Normalization of Chemical Compound Names #66

Closed EmanuelFaria closed 4 years ago

EmanuelFaria commented 4 years ago

The compound names individually typed by article authors into the thousands of tables we pull will have variations and typos that will need to normalized. (Some examples below to be immediately considered and normalized below.

@petermr please define rules for such normalizations, and the method of automation of future replacements and corrections.

Examples to be decided/corrected now — which may also indicate other such manual-entry normalization targets: Looking at compound_multiset.tsv, I found a couple of things to make decisions on regarding normalization:

  1. See column 3 (WIKIDATA_query) for lines 4 (Limonene) and 5 (linolool): Do we normailze to +/- or ± (Out of curiosity, do we prefer what we expect users might type into a search field, or what takes fewer characters? Or Is the latter (±) a "special character" that may not display or search properly on some machines or systems)?

  2. Line 7 column 3 = γ-terpinene ... (should be gamma, I think) Question: If this is not a typo, but a potential recurring problem resulting from the use of a "special character?" do we add this as sort of a false synonym?
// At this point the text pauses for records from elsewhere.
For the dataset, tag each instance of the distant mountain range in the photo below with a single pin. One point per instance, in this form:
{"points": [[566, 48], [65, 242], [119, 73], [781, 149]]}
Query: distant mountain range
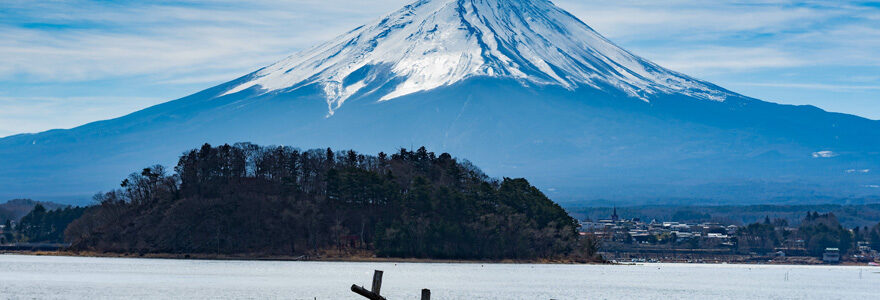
{"points": [[17, 208], [520, 87]]}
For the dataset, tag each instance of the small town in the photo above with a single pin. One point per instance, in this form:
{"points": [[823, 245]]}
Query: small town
{"points": [[819, 239]]}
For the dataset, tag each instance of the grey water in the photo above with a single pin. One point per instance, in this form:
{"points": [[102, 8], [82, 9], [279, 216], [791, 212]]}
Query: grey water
{"points": [[49, 277]]}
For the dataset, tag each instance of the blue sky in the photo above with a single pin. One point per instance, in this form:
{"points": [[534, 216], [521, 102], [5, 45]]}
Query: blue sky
{"points": [[64, 63]]}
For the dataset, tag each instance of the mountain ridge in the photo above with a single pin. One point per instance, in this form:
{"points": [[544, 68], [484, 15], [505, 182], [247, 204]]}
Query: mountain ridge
{"points": [[578, 142]]}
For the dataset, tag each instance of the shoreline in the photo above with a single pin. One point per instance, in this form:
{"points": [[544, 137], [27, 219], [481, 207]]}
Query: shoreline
{"points": [[350, 258], [365, 259]]}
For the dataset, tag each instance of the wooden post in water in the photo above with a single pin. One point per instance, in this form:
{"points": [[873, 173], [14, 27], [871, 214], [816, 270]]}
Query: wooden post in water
{"points": [[377, 286], [377, 282]]}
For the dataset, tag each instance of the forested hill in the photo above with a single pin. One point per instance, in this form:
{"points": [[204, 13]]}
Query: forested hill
{"points": [[248, 199]]}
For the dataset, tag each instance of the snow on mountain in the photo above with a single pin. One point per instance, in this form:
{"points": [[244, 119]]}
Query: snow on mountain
{"points": [[434, 43]]}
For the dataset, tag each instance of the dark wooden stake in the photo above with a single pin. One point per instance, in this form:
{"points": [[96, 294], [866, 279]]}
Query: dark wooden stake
{"points": [[377, 286], [377, 282]]}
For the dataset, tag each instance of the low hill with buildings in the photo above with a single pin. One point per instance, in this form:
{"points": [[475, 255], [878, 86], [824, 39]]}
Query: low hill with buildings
{"points": [[279, 201]]}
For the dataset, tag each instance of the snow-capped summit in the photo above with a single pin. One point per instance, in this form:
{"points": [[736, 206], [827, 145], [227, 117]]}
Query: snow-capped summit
{"points": [[520, 87], [434, 43]]}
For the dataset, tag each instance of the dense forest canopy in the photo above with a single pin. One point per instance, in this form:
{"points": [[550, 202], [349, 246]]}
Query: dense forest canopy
{"points": [[248, 199]]}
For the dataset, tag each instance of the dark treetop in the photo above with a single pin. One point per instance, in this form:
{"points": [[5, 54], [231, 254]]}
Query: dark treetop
{"points": [[248, 199]]}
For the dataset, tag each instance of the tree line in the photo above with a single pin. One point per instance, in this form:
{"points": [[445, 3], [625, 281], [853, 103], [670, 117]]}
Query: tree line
{"points": [[816, 233], [250, 199]]}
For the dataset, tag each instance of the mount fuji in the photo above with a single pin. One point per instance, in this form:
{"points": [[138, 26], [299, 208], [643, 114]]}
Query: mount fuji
{"points": [[519, 87]]}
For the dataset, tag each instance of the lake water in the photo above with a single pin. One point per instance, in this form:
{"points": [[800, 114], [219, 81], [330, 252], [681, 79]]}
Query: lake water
{"points": [[44, 277]]}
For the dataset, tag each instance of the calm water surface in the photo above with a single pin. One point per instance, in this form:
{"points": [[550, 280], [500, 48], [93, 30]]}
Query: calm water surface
{"points": [[42, 277]]}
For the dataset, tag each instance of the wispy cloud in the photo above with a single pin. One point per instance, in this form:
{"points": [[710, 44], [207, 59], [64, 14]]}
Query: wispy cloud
{"points": [[814, 86], [150, 50]]}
  3. also look at line 33 to replace gamma in (+)-γ-cadinene

  4. Line 22: (-)-α-phellandrene .... I believe we're spelling out greek characters, such as alpha. There are many more to find and replace

  5. At the end of each pull, automatically find and replace "-(space)" [lines 402, 552, 353] and "(space-)" [none found in this set] with "-" no space

petermr commented 4 years ago

You should put more details into Issues. You have assigned me a task but I have no idea what to do. I also expect that this issue could be included in some of the open issues

EmanuelFaria commented 4 years ago

You should put more details into Issues. You have assigned me a task but I have no idea what to do. I also expect that this issue could be included in some of the open issues

@petermr Done. Please re-open issue if corrected to your satisfaction.